Pouco mais de nove meses depois do assassinato de João Alberto Silveira Freitas, 40 anos, em uma unidade do hipermercado Carrefour, na zona norte de Porto Alegre, o que mudou para evitar que a situação se repita? O caso teve destaque no cenário nacional e internacional, assim como ocorreu no assassinato de George Floyd, nos Estados Unidos, em maio de 2020. E o que as vítimas tinham em comum? A cor da pele.
Hoje, o Grupo Carrefour pontua o passo mais importante dado desde o acontecido na unidade do bairro Passo D’Areia. Trata-se da internalização dos seguranças que trabalham dentro dos hipermercados – não só do Carrefour, mas também do Atacadão, outra bandeira do grupo. A internalização é a contratação de colaboradores pela própria empresa, não por meio de empresas terceirizadas. Além disso, a organização não mudou só no papel. Agora, esses colaboradores internos são chamados de agentes de prevenção, não mais seguranças.

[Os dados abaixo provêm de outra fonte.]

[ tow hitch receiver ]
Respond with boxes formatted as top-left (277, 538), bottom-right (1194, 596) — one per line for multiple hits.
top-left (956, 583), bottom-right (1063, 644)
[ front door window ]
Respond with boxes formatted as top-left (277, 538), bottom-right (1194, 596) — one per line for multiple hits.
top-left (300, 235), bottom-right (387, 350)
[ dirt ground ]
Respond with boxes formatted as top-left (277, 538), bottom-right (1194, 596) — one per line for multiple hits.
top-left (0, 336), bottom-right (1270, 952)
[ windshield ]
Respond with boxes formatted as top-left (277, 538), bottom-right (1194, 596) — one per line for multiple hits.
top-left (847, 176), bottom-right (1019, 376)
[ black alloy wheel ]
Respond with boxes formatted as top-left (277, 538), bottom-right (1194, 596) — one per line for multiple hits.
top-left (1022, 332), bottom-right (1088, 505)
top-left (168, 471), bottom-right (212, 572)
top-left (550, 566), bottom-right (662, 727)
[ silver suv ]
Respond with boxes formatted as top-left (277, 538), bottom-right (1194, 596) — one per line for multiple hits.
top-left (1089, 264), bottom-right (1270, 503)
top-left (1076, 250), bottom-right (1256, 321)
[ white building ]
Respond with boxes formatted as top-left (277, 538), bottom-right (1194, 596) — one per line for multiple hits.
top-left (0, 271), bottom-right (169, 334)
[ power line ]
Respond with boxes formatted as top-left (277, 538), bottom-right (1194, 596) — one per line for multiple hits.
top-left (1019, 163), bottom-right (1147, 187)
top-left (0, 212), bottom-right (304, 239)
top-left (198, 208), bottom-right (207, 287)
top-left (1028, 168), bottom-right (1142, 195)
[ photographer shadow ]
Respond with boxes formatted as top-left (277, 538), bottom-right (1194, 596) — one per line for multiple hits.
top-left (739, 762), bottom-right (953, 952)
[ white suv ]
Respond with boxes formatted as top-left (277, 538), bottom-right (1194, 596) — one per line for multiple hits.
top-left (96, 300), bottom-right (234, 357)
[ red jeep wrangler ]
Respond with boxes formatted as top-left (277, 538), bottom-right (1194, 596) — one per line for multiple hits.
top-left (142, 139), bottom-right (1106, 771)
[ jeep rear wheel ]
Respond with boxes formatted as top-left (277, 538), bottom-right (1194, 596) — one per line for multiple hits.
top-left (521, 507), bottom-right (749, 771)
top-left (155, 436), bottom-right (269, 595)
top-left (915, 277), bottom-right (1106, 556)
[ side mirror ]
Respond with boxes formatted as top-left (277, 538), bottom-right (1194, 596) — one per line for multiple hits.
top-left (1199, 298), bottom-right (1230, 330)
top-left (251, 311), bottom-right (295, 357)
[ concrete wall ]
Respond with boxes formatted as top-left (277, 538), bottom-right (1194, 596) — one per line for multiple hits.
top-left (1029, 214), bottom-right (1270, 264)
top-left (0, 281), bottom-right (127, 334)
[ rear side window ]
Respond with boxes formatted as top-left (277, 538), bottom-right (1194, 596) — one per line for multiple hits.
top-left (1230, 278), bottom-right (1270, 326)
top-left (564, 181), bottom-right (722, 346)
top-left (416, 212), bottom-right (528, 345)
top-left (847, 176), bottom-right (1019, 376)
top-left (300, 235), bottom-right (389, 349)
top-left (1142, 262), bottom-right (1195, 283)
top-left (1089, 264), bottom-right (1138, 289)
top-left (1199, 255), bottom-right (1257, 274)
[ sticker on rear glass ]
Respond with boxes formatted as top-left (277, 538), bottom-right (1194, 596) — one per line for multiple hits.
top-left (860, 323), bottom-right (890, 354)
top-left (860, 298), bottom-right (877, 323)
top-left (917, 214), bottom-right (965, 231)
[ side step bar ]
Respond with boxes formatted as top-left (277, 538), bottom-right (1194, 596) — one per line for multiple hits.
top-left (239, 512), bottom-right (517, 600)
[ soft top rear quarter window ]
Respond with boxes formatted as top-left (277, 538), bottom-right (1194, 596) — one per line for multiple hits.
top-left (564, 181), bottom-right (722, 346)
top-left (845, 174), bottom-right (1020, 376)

A ideia, conforme Jérôme Mairet, diretor de gestão de riscos do Carrefour Brasil, é promover um ambiente seguro e acolher melhor os clientes.
– Chegamos ao entendimento de que essas pessoas que trabalham dentro da loja têm um papel muito mais de dar atendimento ao cliente, do que a missão de segurança. Por isso, internalizamos essas pessoas que no passado eram terceirizados, aproximando o contato com o cliente – explica Jérôme.
Mas apenas uma troca de nomes das funções e novos uniformes não significa mudança de comportamentos. Por isso, a empresa também iniciou a criação de novos processos, protocolos e treinamentos para quem foi contratado. E isso passou pela contratação de novas caras para o grupo, como Claudionor Alves, diretor de segurança corporativa e prevenção de perdas e riscos. Com 30 anos de experiência de mercado em grandes empresas, Claudionor também é um homem negro. Algo, infelizmente, ainda incomum em cargos de liderança no Brasil. Assim como as mudanças com a chegada dele, a diversidade entre os colaboradores também mudou.
– Em relação ao Rio Grande do Sul, já internalizamos 100% das nossas unidades. E dentro desse grupo, 70% das novas contratações são de pessoas autodeclaradas negras ou pardas, algo bem acima da média brasileira. E ainda dentro desse todo, 45% são mulheres, outra mudança que tivemos neste setor, normalmente ocupado em sua maioria por homens – pontua Claudionor.
Câmeras corporais gravam o dia a dia
Visando não só a segurança dos clientes, mas também dos colaboradores, o Carrefour deu início a mais uma etapa nas mudanças nos protocolos adotadas desde a morte de João Alberto. É a instalação de câmeras portáteis nos uniformes dos agora chamados agentes de prevenção. Chamadas de bodycams – câmeras corporais, em tradução livre – os equipamentos permitem gravar o dia a dia nas lojas da rede, sendo uma ferramenta extra em situações que se tornem necessária a averiguação da postura tanto do colaborador quanto do cliente em situações de conflito.
– Atualmente, ainda estamos testando a iniciativa, com cerca de quatro colaboradores por loja com bodycams – diz Claudionor.
O investimento do grupo na aquisição dos equipamentos foi de cerca de R$ 5 milhões.
Compartilhamento com outros setores
Com o trabalho já em execução e colhendo resultados – Claudionor e Jérôme citam que a aprovação dos novos protocolos têm sido alta entre clientes e colaboradores –, o Carrefour começa a pensar no futuro.
O grupo quer disseminar para outras empresas do varejo a nova cultura criada na empresa.
– Estamos trazendo empresas de segurança e outros varejistas para conhecer o modelo que estamos aplicando aqui. Também criamos um comitê que trabalha essa interligação com outros varejistas. O nosso objetivo é iniciar uma grande mudança no Brasil neste setor – projeta Jérôme.
Para que os trabalhos também tenham sequência, o Carrefour fechou contrato com uma empresa que fará a checagem de documentação de empresas terceirizadas que venham a trabalhar no grupo – a segurança externa das unidades segue sendo feito por empresas de vigilância terceirizada. Além disso, auditorias externas periódicas vão conferir se a empresa está seguindo os novos protocolos com os quais se comprometeu. E ações sociais também estão em funcionamento, como explica Claudionor:
– E em Porto Alegre e Região Metropolitana, também estamos fazendo um trabalho junto a comunidade.
Através da ONG ODABÁ - Associação de Afroempreendedorismo, está sendo realizado um torneio de futebol com objetivo de integrar empresa e comunidade próximas dos locais onde temos lojas.